A zero-padding strategy was applied during decomposition to align IMF components of variable lengths, primarily for its advantage in preserving phase information. The maximum number of IMFs was set to 5, and spline interpolation was used within the EMD algorithm.
EMD Parameter Details: The maximum number of IMFs was experimentally determined to be 5. Testing showed that using 5 IMFs achieved the optimal balance between reconstruction error and the physical interpretability of the components on the training set. The zero-padding strategy was implemented as follows: IMF sequences shorter than the maximum sequence length T_max were zero-padded at the end to reach T_max. This end-padding in the time domain corresponds to sinc function interpolation in the frequency domain, which better preserves the instantaneous frequency characteristics of the IMFs and avoids phase distortion compared to linear or spline interpolation. A masking mechanism was applied at the network input to ensure the padded portions did not contribute to loss calculation.
2.3.2. Kernel Principal Component Analysis (KPCA)
Emotional preference data often exhibit complex nonlinear structures, which are poorly handled by the linear assumptions of traditional PCA. KPCA addresses this by mapping the data into a high-dimensional Hilbert feature space via a kernel function, thereby transforming nonlinear relationships into linearly separable problems [
25].
In this study, the Gaussian kernel function was selected. The kernel parameter σ was optimized to 0.5 through grid search combined with 5-fold cross-validation. The top N principal components required to achieve a cumulative contribution rate exceeding 92% were retained, effectively reducing the high-dimensional feature space to N dimensions, eliminating redundancy while preserving essential information [
26].
2.3.3. Long Short-Term Memory (LSTM) Network
LSTM was used to capture long-term dependencies within emotional preference sequences [
27]. Its gating mechanism effectively manages memory and forgetting effects during preference evolution: the Forget Gate controls the retention of historical preference information, the Input Gate regulates the storage of new preference inputs, and the Output Gate governs the output of the current preference [
28].
An ensemble system comprising three heterogeneous LSTM sub-models was constructed, with the final output being the average of their predictions [
29]. The specific configurations are as follows:
Model 1: A two-layer stacked LSTM (40 and 30 hidden units), followed by two fully connected layers (20 and 10 nodes). Dropout rates were set to 0.4, 0.3, and 0.2 sequentially [
30].
Model 2: A single-layer LSTM (50 hidden units), followed by two fully connected layers (25 and 12 nodes). Dropout rates were set to 0.5, 0.4, and 0.3 sequentially.

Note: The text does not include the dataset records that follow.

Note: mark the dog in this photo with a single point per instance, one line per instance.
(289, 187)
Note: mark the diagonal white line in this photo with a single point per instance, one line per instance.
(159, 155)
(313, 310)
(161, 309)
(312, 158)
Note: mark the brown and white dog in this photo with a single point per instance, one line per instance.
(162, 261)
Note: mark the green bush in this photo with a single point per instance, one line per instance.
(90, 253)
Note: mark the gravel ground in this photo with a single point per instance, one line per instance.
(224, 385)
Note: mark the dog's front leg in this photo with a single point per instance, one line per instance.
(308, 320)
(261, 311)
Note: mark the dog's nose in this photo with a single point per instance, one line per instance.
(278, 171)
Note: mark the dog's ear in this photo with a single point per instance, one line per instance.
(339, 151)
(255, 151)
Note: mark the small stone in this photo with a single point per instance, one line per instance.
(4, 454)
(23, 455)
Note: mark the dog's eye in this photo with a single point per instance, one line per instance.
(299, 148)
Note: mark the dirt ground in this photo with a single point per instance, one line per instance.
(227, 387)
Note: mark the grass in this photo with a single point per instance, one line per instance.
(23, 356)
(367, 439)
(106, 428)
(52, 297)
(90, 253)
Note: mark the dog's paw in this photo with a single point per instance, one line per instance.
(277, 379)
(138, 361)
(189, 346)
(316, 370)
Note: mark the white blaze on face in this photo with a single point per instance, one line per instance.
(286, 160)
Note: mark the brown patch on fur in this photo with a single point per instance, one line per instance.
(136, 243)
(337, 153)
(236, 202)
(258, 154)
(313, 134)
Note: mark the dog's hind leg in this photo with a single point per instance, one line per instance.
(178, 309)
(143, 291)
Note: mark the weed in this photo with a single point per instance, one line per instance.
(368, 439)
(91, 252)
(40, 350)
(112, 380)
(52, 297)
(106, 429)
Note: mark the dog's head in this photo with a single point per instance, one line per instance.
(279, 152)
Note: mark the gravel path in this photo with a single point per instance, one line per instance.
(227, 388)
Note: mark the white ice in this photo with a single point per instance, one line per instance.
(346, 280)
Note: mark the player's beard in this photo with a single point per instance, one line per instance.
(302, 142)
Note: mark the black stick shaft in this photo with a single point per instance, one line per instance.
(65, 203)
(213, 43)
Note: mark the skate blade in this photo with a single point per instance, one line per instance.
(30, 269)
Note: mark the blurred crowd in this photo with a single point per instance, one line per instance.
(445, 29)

Model 3: A single-layer LSTM (45 hidden units), followed by three fully connected layers (30, 18, and 8 nodes). Dropout rates were set to 0.45, 0.35, and 0.25 sequentially [
31].
A unified training configuration was applied:
- (1)
Optimizer: Adam.
- (2)
Initial Learning Rate: 0.004.
- (3)
Learning Rate Decay: Multiply by a factor of 0.3 every 40 epochs.
- (4)
Maximum Epochs: 180.
- (5)
Early Stopping: Halt training if validation loss shows no decrease for 15 consecutive epochs.
- (6)
Regularization: L2 coefficient of 0.005; gradient clipping threshold of 1.
- (7)
Batch Size: Adaptively adjusted between 8 and 16 based on training set size.
- (8)
Loss Function: Mean Squared Error (MSE).
- (9)
Random Seed: Fixed at 42 to ensure reproducibility.